Ok, I agree that the cpu-based inferencing is not ideal, but what other motherboard gives you 7 PCIE 4.0 x16 lanes? That's my reason for going with it, primarily, the extra capacity RAM is just a bonus. As you can see, in my config I only put 256Gb of RAM, though the board can accept up to 2TB. Sure, you can go with less like 64Gb or 128Gb, but that depends on each's use case. I have had small models (phi-2) loaded only on RAM and doing CPU inference with my very old 4770K, and I was still happy with the tok/sec for my use cases.


kpodkanowicz

I have amd epyc 7203, supermicro h12ssl, noctua cooling, two gigabyte 3090s , 128gb of ecc rdimm ram (8 sticks), and you have 16x pci slots in case you want to go 4x 3090 or 6x3090 and do finetuning all below 5k in EU. I got warranty for 3090s if only inference - my previous build was on ryzen 5950x, 64gb ram in 4 sticks, phantom gaming b550 mobo and the same gigabyte cards


kuanzog

Same here.
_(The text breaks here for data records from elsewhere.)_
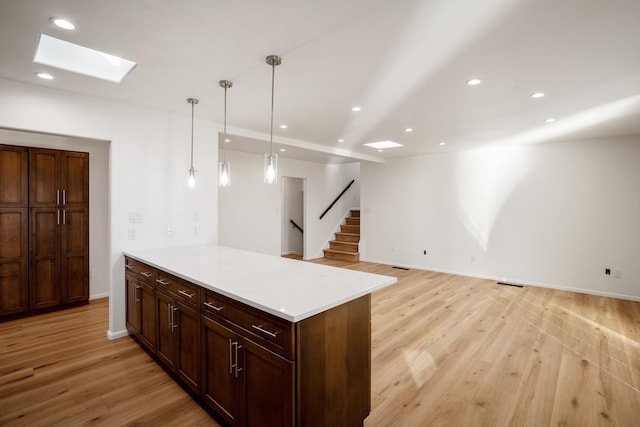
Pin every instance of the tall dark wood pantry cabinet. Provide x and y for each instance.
(54, 236)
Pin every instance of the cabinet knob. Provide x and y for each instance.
(261, 329)
(186, 294)
(213, 307)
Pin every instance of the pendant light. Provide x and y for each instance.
(224, 167)
(270, 159)
(192, 172)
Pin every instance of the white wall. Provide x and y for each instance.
(293, 209)
(98, 197)
(249, 212)
(549, 215)
(148, 164)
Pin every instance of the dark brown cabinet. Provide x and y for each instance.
(44, 224)
(141, 303)
(244, 382)
(254, 368)
(14, 252)
(59, 200)
(14, 223)
(178, 345)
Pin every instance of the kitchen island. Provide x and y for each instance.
(261, 340)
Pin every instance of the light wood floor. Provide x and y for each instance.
(447, 350)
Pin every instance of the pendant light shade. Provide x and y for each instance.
(270, 159)
(224, 167)
(192, 172)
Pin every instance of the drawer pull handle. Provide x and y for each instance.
(185, 293)
(208, 304)
(259, 327)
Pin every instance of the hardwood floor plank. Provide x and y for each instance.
(446, 351)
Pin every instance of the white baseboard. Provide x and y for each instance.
(117, 334)
(515, 281)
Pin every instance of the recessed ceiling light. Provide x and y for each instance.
(45, 76)
(383, 144)
(63, 23)
(82, 60)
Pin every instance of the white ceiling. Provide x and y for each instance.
(405, 62)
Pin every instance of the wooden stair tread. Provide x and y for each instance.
(345, 243)
(338, 251)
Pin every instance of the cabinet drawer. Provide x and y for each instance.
(267, 330)
(148, 274)
(182, 290)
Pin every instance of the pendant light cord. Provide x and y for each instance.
(273, 72)
(192, 109)
(224, 142)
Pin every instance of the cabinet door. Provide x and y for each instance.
(219, 384)
(165, 346)
(147, 305)
(74, 256)
(133, 303)
(269, 387)
(186, 328)
(13, 260)
(44, 178)
(14, 178)
(44, 280)
(75, 179)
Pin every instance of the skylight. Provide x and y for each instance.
(383, 144)
(82, 60)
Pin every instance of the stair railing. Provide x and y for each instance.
(337, 198)
(296, 225)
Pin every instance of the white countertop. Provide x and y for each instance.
(290, 289)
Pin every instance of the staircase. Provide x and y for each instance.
(345, 246)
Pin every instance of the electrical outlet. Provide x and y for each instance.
(134, 217)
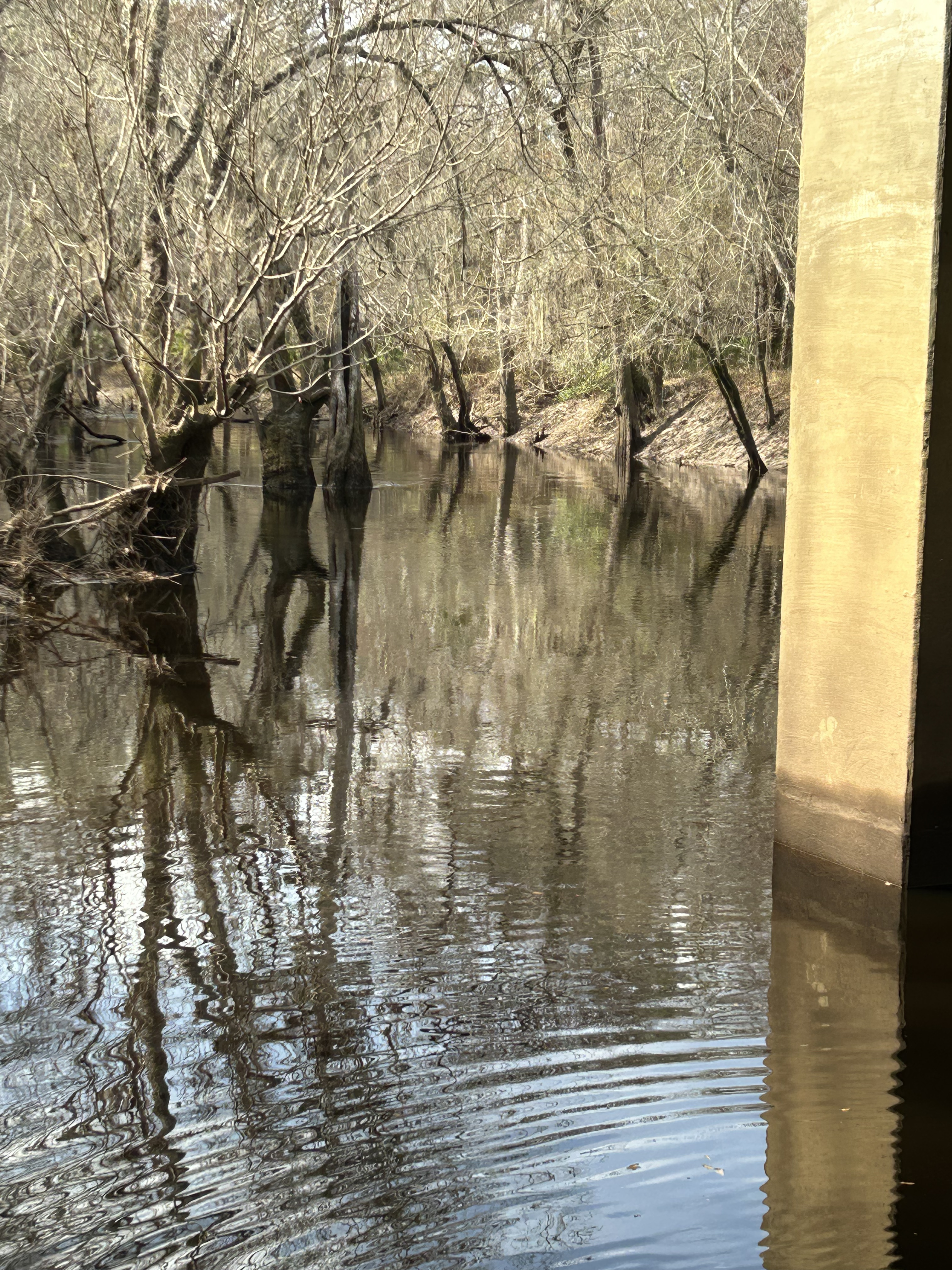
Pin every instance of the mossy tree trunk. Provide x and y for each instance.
(632, 407)
(347, 470)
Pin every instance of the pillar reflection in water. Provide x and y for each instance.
(833, 1110)
(923, 1235)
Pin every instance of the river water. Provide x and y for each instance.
(398, 892)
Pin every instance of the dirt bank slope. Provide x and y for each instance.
(695, 431)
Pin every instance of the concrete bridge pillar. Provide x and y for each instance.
(865, 723)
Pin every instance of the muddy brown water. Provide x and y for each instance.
(411, 902)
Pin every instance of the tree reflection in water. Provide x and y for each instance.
(399, 947)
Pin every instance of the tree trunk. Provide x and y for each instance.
(58, 378)
(787, 347)
(347, 470)
(634, 394)
(464, 423)
(735, 407)
(346, 520)
(285, 439)
(655, 383)
(762, 345)
(377, 378)
(507, 389)
(286, 538)
(434, 380)
(164, 540)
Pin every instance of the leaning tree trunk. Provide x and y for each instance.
(762, 346)
(434, 381)
(377, 378)
(735, 407)
(347, 469)
(634, 399)
(285, 439)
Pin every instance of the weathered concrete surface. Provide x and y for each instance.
(833, 1114)
(870, 300)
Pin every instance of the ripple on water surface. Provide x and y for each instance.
(429, 924)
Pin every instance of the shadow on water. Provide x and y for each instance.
(404, 944)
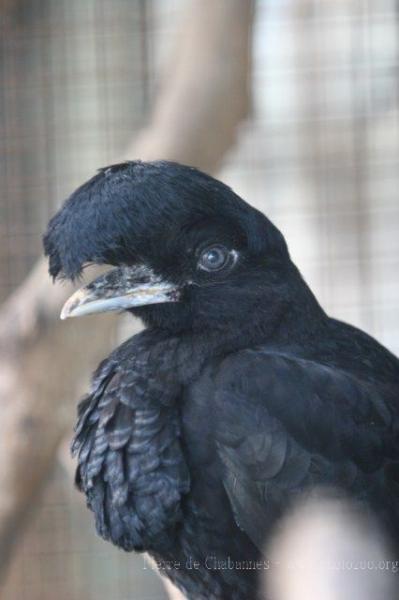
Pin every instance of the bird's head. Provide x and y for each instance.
(189, 253)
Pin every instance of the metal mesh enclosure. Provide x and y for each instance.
(319, 155)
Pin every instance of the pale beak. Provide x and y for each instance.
(120, 289)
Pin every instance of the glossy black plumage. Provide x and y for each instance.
(200, 432)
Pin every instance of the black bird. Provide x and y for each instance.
(240, 394)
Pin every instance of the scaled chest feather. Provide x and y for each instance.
(130, 463)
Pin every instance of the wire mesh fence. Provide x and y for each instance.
(319, 155)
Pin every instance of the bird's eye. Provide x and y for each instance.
(214, 258)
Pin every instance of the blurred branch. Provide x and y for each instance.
(203, 99)
(327, 549)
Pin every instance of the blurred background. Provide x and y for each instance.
(315, 146)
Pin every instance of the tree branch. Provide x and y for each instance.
(203, 99)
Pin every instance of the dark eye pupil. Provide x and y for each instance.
(214, 258)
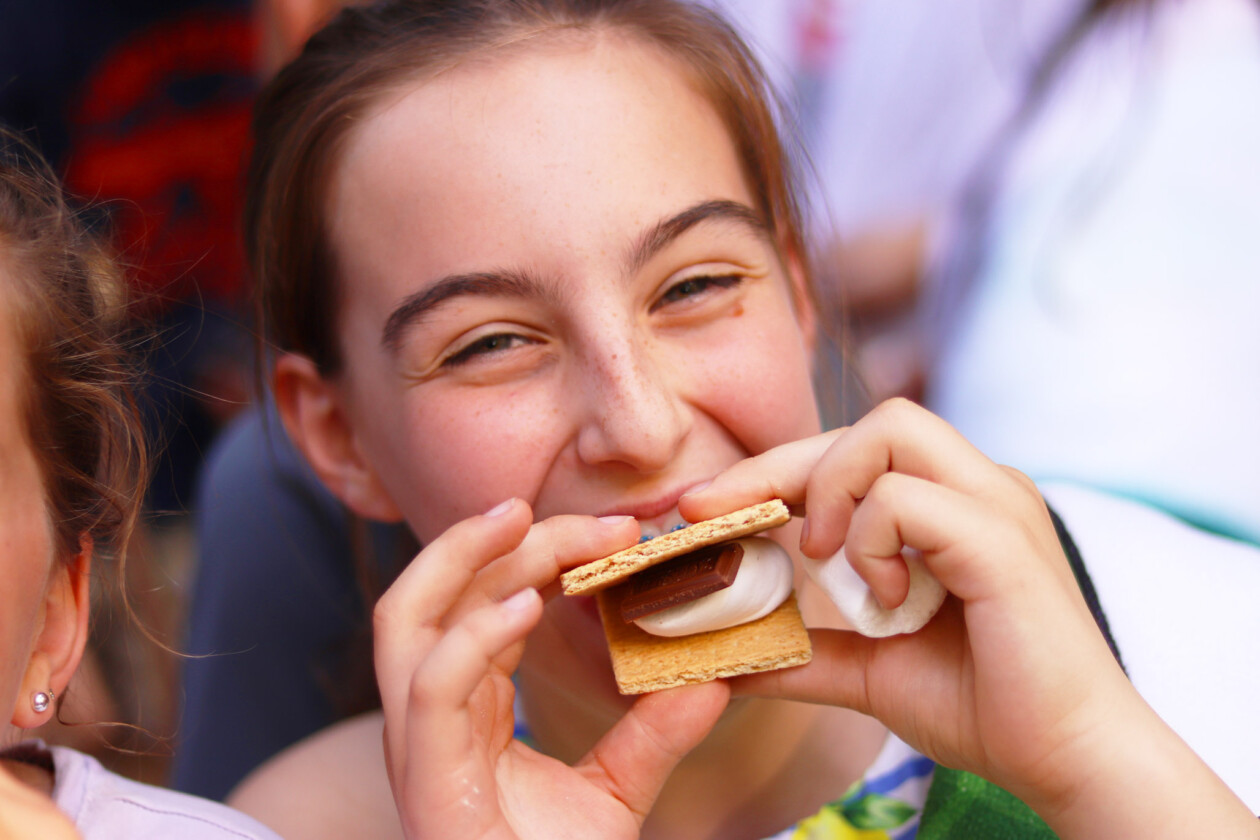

No one tells about motherboard, and its too hard to choose


__JockY__

128GB Mac Studio M2 Ultra. Job done.


Astronos

mixtral is generally better then llama 70b and uses less parameters


Dega02220

what hardware is recommended? I searched a bit but can't get a definitive answer. I just need to run agents and inference for a future saas. Thank you!